Many Americans are familiar with the classic painting of the Thanksgiving table by Norman Rockwell, which shows a plump turkey, roasted to a golden crisp.

Though not shown in the painting, images of moist stuffing, deep red cranberry sauce, creamy mashed potatoes, and juicy smoked ham also come to mind when we think about the approaching Thanksgiving holiday.

However, according to, the Pilgrims who celebrated the first Thanksgiving with the Wampanoag tribe would have actually had corn, lobster, fowl, and deer on their dinner table. Although widely celebrated, the American Thanksgiving wasn’t made into a national holiday till President Abraham Lincoln made it one during the Civil War years.

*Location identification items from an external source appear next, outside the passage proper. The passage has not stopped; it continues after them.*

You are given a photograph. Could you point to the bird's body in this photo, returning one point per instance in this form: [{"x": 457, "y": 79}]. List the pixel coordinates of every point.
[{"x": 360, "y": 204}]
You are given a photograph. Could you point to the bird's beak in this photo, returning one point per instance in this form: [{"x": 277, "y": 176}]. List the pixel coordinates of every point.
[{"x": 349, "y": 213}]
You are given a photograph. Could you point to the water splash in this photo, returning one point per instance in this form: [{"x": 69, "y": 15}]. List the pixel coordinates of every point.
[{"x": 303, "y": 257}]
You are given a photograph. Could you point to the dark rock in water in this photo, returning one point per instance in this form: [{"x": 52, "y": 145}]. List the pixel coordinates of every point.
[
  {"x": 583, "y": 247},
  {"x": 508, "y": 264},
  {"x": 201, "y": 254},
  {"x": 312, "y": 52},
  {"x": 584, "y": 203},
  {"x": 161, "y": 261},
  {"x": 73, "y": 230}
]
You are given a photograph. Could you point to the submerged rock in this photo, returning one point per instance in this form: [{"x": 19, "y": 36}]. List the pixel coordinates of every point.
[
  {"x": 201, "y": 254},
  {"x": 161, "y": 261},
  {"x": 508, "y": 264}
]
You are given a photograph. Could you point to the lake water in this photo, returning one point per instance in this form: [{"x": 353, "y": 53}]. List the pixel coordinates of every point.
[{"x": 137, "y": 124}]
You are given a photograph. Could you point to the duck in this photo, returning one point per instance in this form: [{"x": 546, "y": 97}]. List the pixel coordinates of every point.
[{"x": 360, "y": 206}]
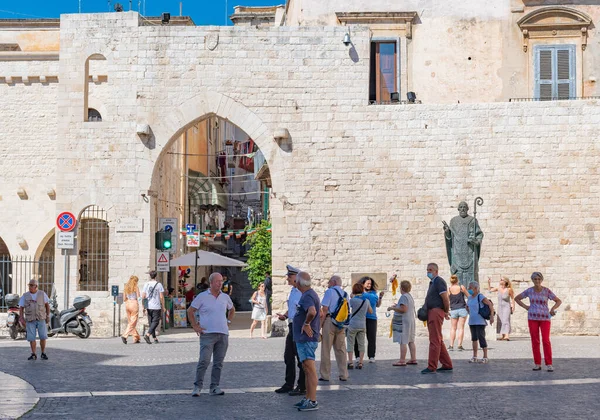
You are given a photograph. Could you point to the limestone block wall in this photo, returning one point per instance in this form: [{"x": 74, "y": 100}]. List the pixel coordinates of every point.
[
  {"x": 28, "y": 121},
  {"x": 356, "y": 188}
]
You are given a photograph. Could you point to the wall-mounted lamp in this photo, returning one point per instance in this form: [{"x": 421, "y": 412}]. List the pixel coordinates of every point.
[
  {"x": 347, "y": 41},
  {"x": 142, "y": 129},
  {"x": 281, "y": 134},
  {"x": 22, "y": 242}
]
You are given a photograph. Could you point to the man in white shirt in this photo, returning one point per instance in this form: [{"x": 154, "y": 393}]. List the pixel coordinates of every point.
[
  {"x": 34, "y": 313},
  {"x": 290, "y": 354},
  {"x": 155, "y": 293},
  {"x": 213, "y": 329},
  {"x": 332, "y": 335}
]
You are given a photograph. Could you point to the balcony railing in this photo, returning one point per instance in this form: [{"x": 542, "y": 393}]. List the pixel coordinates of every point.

“Opening our house to people who are far from home is what I’ve always associated Thanksgiving with…”

Senior Keiko Sanders


Over the years, the American Thanksgiving table has evolved significantly, going in different directions depending on cultural differences. Eighth grade American History teacher Derek Coryell grew up in south Virginia where he tended to eat traditional “mainland” Thanksgiving fare: turkey, sweet potatoes, mashed potatoes, pumpkin or pecan pie, cranberry sauce, stuffing, and “whatever salad or other green vegetables is fresh and available.”

Junior Joel Lau, whose parents are Chinese, however, doesn’t have a stereotypical Thanksgiving feast. “My family doesn’t normally have a turkey,” said Lau. “[because] we typically have char siu, roast duck, other Chinese meats, Chinese style soup and other mainly Cantonese foods.” He added, “But [we] also eat American stuff like bread, pumpkin pie, ham, steak, and always sparkling apple cider.”

Just as the food served on Thanksgiving varies from culture to culture, students and faculty, hailing from various cultures, differ in their view on the meaning of Thanksgiving. Journalism teacher Eunice Sim, who grew up in Singapore, was introduced to Thanksgiving after coming to the United States. “Thanksgiving only became a tradition for me as an adult..[but it has] become one of my favorite holidays because it’s about taking time to enjoy your family (or friends that have become like family) and be thankful for them.”

Junior Sihan Ma, who moved to the U.S. with her family from China during her sophomore year, said, “My family doesn’t really celebrate Thanksgiving… [but] even though we don’t celebrate it, I still think it’s a nice holiday because we get to stay with our family and enjoy the fun moments that we have.”

Lau also elaborated on his view of Thanksgiving, saying, “It is a time where friends and family can gather and reflect on the many blessings that God had given us. Also, it’s a time for good food.” For Coryell, Thanksgiving brings with it memories of home. “Thanksgiving for me is deeply connected to Virginia, where I grew up,” he said. “It was the time of year when fall was ending, the trees were bare and the cold was setting in for winter.”

As for senior Keiko Sanders, who moved from Texas to Hawaii in her junior year, Thanksgiving in Texas was about hospitality. “The people we had over were usually aunts and uncles, church members, family friends, and random people from Hawaii that we would meet along the way,” she said. “I was surprised by how many people from Hawaii we came across in Texas who were without family to spend with during the holidays. Opening our house to people who are far from home is what I’ve always associated Thanksgiving with and I hope I continue to carry on that same spirit of hospitality in the future.”

When comparing the Thanksgiving the Pilgrims experienced with our modern day Thanksgiving, there is plenty to be thankful for. After landing at Plymouth, Massachusetts, the Pilgrims endured a hard first year in the New World. Their crops didn’t grow, and they buckled down for a harsh winter where many died. However, the Pilgrims were helped by the English-speaking Indian, Squanto, in the spring who taught them how to farm and hunt. The Settlers invited Wampanoag to have a celebratory harvest feast, which eventually became remembered as the Thanksgiving feast. Today, even though Thanksgiving is celebrated with big parades, football games, and even turkey eating contests, Americans will always sit down at a table in harmony, remembering to be thankful for the things we have.